MARK for team calibration — MARK

who this is for

Managers, Eng VPs, and heads of product who are trying to level their IC PMs honestly — not by title earned, but by judgment demonstrated.

the problem this solves

Traditional PM leveling breaks quietly. It breaks because every major ladder — Reforge, FAANG levels, Lenny’s template — measures scope: how many products did you own, how big was the team you influenced, how wide was your surface area. Scope is real. It’s also gameable, title-inflated, and structurally incapable of catching the thing that actually matters: whether this person’s judgment holds under pressure.

Here’s the failure mode we see most often. A manager inherits a senior IC from a previous org or a prior regime. The title says “Senior PM.” The track record shows ownership of a flagship product. The performance reviews say “strong.” And yet — every hard call lands on the manager’s desk. Every stakeholder conflict escalates. Every ambiguous strategic moment gets met with “should I socialize this more?” The senior label was earned against a scope rubric. The judgment rubric was never asked.
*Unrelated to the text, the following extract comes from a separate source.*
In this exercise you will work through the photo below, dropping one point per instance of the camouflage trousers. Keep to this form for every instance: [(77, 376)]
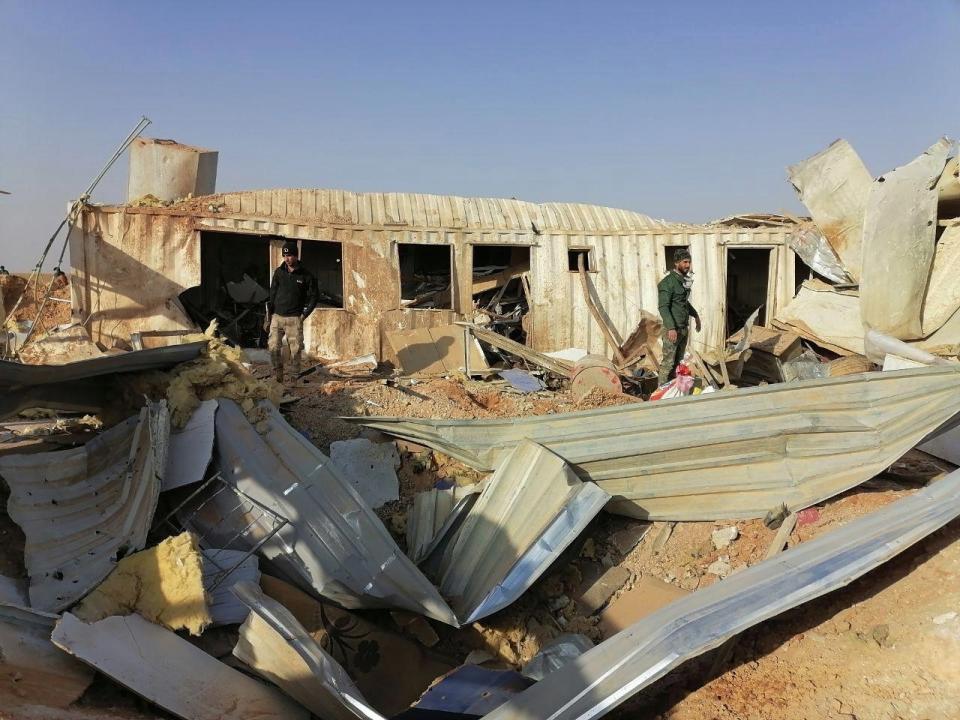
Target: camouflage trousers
[(672, 354), (289, 329)]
MARK is the second measurement. Not a replacement for scope judgment — scope matters, breadth matters, delivery credibility matters. But without a judgment read alongside it, you’re running one instrument in the cockpit and calling it a complete read.

how to use MARK for this, end-to-end

Step 1 — get your own read first.

Before you calibrate ICs, get your own MARK fingerprint via the Brief. This isn’t optional ceremony — it’s credibility. When you sit down with a PM to discuss their Hold score, you want to be able to say “here’s where I’m strong and here’s where I’m working on it” without that feeling like deflection. A manager who treats MARK as something that happens to ICs, not to themselves, poisons the well immediately.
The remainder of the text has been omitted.